O 8 de janeiro foi um solavanco que mascarou temporariamente o impulso dominante do pós-eleição: a tendência a acomodar e compor. Como relatado aqui depois do fechamento das urnas na segunda rodada em outubro, todas as forças políticas relevantes, e mesmo algumas menos expressivas, saíram da refrega eleitoral com poder significativo, e não interessava a esse consórcio informal desarrumar agora as peças no tabuleiro.
Aí veio o 8 de janeiro, cujos efeitos ainda se fazem sentir, mas com papel cada vez mais acessório no que interessa. Servem para animar e colorir o noticiário e, em certa medida, como demonstração de força estatal da coalizão Planalto-STF para conter a crítica, mas a grande política já ganha velocidade trafegando em trilhos próprios. E aí a correlação de forças da vida real mostra a que veio.
A política brasileira é resiliente. Uns dizem que a eficácia dos nossos freios e contrapesos arrasta os vetores para o centro - e defende assim a estabilidade. Outros notam que esses contrapesos e freios funcionam tão bem, e acabaram tão hipertrofiados, que terminam por travar o mecanismo - e assim impedem qualquer mudança substancial. Cada um que escolha a versão preferida.
A expressão mais visível da tensão entre um Executivo pendente à esquerda e um Congresso de maioria à direita são os arranca-rabos por espaços na Esplanada e verbas orçamentárias, para além da gorda fatia já oferecida compulsoriamente aos parlamentares em decorrência do acordo que pôs fim às emendas de relator.
Mas, enquanto o show prossegue, com as CPIs e as ações policiais no horário nobre, a realidade impõe-se, e as ambições maximalistas de lado a lado são freadas pela ética da responsabilidade, resultando num minimalismo algo consensual.

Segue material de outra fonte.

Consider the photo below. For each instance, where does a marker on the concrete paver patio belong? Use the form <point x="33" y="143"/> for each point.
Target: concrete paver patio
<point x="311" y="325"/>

Maquiagens à parte, as reformas trabalhista e da previdência ficarão onde e como estão, bem como a autonomia do Banco Central, no qual o governo buscará fortalecer suas orientações à medida que vai trocando diretores. E o declínio da inflação, derrubada pela bombada Selic, proporciona ao governo o melhor de dois mundos: pode falar mal do BC enquanto aufere os ganhos políticos da ação do BC sobre os preços.
O falecido teto de gastos foi trazido à vida em nova e sofisticada roupagem, de modo a facilitar a atração dos antes demonizados mercados, E, last but not least, é hora de atenuar os ataques ao agro. Afinal, é dali que tem vindo o combustível do PIB, índice-chave na disputa das narrativas, com sua parceira inseparável, a taxa de emprego/desemprego. Via Caged ou IBGE.
Aí é que está o nó.
O minimalismo programático e a flexibilidade para absorver em espaços de poder os ontem desafetos estabilizam momentaneamente Brasília, mas o desafio é fazer o Brasil arrancar, sem o que qualquer estabilidade do atual arranjo será temporária. O presidente da República parece saber disso, pois, segundo o noticiário, proibiu os ministros de ter novas ideias. Pede ação.
As pesquisas reafirmam a cada rodada: Luiz Inácio Lula da Silva mantém a fatia de mercado eleitoral que o levou à vitória no segundo turno. Mas ainda não consolidou áreas no resto do eleitorado. Para tanto, não haverá outro caminho fora do agarrar a bandeira do desenvolvimento e do emprego/trabalho. Para o PT, o eleitor não petista não precisa passar a gostar do partido, basta que em 2026 não queira arriscar a mudança.
Nesse desafio, o governo enfrenta dois obstáculos, um na esfera subjetiva e outro na objetiva. Na primeira, precisa ver como contornar o antidesenvolvimentismo que tomou conta do pensamento dito de esquerda por aqui, reproduzindo em verde e amarelo um vento planetário. Na segunda, precisa torcer para que o aumento da carga tributária (seu caminho de escolha para “acertar o fiscal”) não freie o investimento privado.